DoD Inspector General Releases Assessment of Security Clearance Processes

DoD Seal Recent active shooter incidents at government facilities, such as the September 2013 shooting at the Washington Navy Yard and the April 2014 shooting at Fort Hood, have made clear the need to review security clearance processes nationwide. This week, the Office of the Inspector General (OIG) of the DoD responded to that need with the release of a new report entitled, “An Assessment of Contractor Personnel Security Clearance Processes in the Four Defense Intelligence Agencies.” The objective of this review was to assess “how, or if, substantiated investigations of misconduct were reported to Agency Clearance Adjudication Facilities (CAF) and to the DoD Consolidated Adjudication Facility (DODCAF)” as well as the results of adjudications.

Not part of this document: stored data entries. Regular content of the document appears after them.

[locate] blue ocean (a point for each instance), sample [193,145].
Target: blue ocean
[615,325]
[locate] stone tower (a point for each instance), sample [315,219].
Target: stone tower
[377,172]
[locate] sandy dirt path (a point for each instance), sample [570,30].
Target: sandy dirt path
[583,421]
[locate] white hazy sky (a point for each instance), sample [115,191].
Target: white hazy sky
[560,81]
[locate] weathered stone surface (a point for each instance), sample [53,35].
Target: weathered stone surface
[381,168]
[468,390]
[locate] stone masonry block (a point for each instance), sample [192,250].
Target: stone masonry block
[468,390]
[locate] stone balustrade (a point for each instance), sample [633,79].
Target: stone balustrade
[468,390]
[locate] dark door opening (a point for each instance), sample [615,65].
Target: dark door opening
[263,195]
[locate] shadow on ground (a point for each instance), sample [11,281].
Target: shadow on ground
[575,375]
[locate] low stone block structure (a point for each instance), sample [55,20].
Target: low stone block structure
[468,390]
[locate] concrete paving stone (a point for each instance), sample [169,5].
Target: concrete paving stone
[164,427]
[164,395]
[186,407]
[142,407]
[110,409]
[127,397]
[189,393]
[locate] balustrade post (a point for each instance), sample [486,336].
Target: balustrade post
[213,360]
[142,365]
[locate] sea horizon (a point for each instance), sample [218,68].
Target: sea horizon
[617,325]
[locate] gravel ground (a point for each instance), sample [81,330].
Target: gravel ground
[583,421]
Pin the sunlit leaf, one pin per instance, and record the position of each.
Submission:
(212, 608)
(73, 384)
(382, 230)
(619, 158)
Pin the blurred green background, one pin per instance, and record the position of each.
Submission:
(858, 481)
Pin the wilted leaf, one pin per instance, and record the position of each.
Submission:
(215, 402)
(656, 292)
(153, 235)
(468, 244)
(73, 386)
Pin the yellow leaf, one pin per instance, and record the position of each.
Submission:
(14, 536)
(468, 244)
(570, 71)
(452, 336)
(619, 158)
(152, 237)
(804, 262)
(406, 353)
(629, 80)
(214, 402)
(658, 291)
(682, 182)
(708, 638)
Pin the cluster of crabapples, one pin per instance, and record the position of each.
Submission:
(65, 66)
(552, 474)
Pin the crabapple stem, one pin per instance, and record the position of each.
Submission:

Following its review, the OIG noted five main findings:

  • “There was a lack of effective personnel security policy.
  • There was a lack of effective record keeping.
  • There was avoidance of personnel involved in misconduct.
  • There was a lack of personnel security information sharing.
  • There was a lack of connectivity between the Defense Central Index of Investigations (DCII) and the Joint Personnel Adjudicative System (JPAS).”

The OIG offered a variety of recommendations and management responses to the four agencies in light of the above findings. Briefly, recommendations from the report include strengthening security policy and processes, improving the process of reporting investigations of misconduct, and better maintenance of personnel security databases and software.